El estado de ira que la crisis del capitalismo está alimentando en la sociedad se ha vuelto contra la Iglesia católica como nunca antes, precisamente bajo el papado de Francisco.
Basta con fijarnos en dos de los países más católicos de Europa hasta hace poco. En Irlanda, desde que Francisco es papa, hemos asistido a dos referéndums, uno sobre el matrimonio homosexual en 2015 y otro sobre el derecho al aborto en 2018, que han asestado golpes demoledores a la Iglesia. En Polonia, en 2020, 500.000 personas salieron a las calles para exigir el derecho al aborto y el fin de los vínculos entre la Iglesia y el Estado, mientras que la asistencia de los jóvenes a misa se ha desplomado.

También en América Latina, un movimiento militante masivo de mujeres, la Marea Verde, ha luchado y conseguido el derecho al aborto en México, Colombia y Argentina, países católicos y patria de Francisco. Y mientras la Iglesia católica ha seguido creciendo, el ateísmo ha crecido a un ritmo mucho más rápido en todo el continente.

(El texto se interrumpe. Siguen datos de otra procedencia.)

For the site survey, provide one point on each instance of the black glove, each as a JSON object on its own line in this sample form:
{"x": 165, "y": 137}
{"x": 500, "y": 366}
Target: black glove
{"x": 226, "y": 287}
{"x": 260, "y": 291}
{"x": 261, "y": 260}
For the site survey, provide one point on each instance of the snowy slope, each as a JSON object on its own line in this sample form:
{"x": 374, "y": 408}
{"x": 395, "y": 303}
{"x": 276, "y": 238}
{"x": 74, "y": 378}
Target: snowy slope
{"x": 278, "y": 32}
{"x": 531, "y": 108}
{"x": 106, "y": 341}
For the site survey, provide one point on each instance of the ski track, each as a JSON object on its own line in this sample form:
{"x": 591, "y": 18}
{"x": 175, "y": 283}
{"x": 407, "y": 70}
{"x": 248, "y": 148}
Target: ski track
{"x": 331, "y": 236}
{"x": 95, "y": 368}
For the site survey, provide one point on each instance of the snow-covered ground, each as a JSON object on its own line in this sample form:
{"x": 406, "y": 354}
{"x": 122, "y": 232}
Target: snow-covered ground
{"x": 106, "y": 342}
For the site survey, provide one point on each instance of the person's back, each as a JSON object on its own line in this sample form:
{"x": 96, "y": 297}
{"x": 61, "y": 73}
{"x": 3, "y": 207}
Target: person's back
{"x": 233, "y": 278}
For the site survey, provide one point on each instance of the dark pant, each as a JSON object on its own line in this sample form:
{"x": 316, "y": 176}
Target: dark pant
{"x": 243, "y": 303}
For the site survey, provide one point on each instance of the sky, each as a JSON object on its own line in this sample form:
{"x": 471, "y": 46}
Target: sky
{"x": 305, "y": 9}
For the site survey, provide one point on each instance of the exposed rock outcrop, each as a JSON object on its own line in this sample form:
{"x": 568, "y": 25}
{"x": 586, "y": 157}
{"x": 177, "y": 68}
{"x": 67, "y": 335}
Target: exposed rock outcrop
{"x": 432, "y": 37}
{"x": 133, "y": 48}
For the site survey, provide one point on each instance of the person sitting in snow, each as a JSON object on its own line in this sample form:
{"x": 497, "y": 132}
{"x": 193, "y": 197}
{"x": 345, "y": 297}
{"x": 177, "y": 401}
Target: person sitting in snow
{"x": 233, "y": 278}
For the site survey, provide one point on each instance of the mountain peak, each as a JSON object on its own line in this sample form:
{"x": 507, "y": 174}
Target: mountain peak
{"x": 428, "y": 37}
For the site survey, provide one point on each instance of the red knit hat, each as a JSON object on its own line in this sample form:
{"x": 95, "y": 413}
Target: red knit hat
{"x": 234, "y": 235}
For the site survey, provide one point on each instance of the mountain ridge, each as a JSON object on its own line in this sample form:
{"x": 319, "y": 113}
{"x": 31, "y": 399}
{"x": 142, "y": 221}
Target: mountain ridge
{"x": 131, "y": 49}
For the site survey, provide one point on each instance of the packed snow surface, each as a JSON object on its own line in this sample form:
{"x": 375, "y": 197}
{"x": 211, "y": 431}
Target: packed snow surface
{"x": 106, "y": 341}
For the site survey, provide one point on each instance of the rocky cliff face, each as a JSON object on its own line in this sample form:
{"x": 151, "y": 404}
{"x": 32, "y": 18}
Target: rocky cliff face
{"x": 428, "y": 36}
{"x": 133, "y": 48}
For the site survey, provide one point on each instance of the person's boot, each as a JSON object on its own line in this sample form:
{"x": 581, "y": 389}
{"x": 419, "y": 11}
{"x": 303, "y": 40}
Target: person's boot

A medida que la insoportable crisis del capitalismo obliga a los sectores más oprimidos de la sociedad a levantarse para luchar, su furia se dirige también contra la Iglesia, que sin duda no tiene parangón en la historia en cuanto a la brutalidad y la opresión que ha infligido a las mujeres.

Mientras los cardenales se sientan a elegir al nuevo papa, todas las contradicciones que Francisco no ha logrado sofocar saldrán a la superficie. Las intrigas, las luchas de poder, la polarización y las divisiones entre los «liberales» y los «conservadores», entre las Iglesias europeas y americanas, en declive pero más ricas, y las Iglesias africanas y latinoamericanas, en crecimiento pero más pobres, todo esto podría salir a la luz.

Para la clase trabajadora, para los pobres del mundo, es indiferente que el próximo papa tenga el rostro sonriente de un «reformador» o los rasgos huraños de un reaccionario declarado. La institución de la Iglesia y su jerarquía fue, es y seguirá siendo su enemiga.